From: Stevan Harnad <>
Date: Sun, 10 Feb 2002 15:21:39 +0000

On Sun, 10 Feb 2002, Seth Johnson wrote:

> Okay. As long as you're dealing with expressive wholes,
> you're standing on legal precedent.
> It would help if some stipulations were made to assure that
> it's clear you're talking about the original presentations,
> presentations to which the author asserts authoritative
> origin, and presentations of originality that may be false.
> The factual elements of any expressive work are fair game.
> This is essential from the standpoint of free online
> collaboration.

Here is a good rule of thumb for advocates of toll-free access to the
peer-reviewed research literature:

Don't aspire to be more royalist than the king, or more papist than the

What was enough for those who got access via tolls should also be enough
for those who get access toll-free. No need to stipulate any more.

OF COURSE the readers of articles in peer-reviewed journals are
free to take the ideas and findings in those articles and build on them
as they see fit in their own work. That's the very reason why the
researchers published it in the first place!

What we are referring to here is not the ideas and findings that are
reported. Their usability was never in dispute. We are talking here
about access to the TEXT. And it is the TEXT that may not be corrupted,
or assigned a false authorship.

(Moreover, using findings without citing their source is not a violation
of copyright, though it may be exposable and punishable as violation
of priority or even plagiarism in other senses.)

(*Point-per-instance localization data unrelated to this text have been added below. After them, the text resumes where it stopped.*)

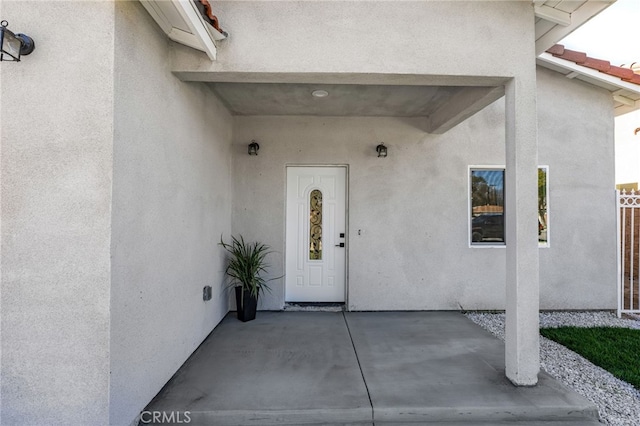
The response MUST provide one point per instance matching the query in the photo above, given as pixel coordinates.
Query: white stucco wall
(412, 207)
(392, 37)
(171, 204)
(575, 136)
(56, 140)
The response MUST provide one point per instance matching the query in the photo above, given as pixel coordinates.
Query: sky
(613, 35)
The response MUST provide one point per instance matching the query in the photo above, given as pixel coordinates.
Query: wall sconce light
(12, 46)
(381, 150)
(253, 148)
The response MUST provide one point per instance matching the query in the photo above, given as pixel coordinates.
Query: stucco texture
(56, 140)
(411, 208)
(171, 204)
(369, 37)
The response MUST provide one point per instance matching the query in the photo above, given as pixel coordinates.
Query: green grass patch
(617, 350)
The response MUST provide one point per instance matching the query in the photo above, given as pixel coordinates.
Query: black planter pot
(246, 310)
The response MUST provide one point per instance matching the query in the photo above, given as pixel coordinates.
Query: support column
(522, 343)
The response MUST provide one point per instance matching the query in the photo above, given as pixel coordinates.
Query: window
(543, 215)
(487, 206)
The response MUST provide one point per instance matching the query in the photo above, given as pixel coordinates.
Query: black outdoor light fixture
(12, 46)
(253, 148)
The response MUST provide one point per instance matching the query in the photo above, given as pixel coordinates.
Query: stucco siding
(56, 135)
(408, 213)
(575, 128)
(171, 204)
(443, 37)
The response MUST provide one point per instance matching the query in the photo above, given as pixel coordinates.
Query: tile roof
(581, 58)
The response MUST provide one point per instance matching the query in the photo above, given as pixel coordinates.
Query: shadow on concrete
(358, 368)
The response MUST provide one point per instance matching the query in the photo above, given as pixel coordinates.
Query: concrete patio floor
(360, 368)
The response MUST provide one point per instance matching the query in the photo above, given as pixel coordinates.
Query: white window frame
(470, 243)
(470, 206)
(546, 244)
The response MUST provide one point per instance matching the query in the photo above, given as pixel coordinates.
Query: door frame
(346, 224)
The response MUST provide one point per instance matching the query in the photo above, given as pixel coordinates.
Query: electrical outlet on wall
(206, 293)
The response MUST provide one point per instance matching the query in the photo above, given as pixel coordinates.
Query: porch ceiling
(342, 99)
(442, 107)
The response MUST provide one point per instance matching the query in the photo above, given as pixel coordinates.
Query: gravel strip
(618, 402)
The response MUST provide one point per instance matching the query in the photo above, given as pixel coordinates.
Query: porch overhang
(442, 102)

These confusions come, again, I think, because of putting too much
weight on the weak analogies between access to text and access to other
things, such as software or music, and perhaps also on weak analogies
between copyright and patent. When this happens, we are dealing with
MISanalogies and not analogies, and we are better to remind ourselves
of what the "use" of refereed journal articles has been all along,
independent of whether it was accessed for-fee or for-free.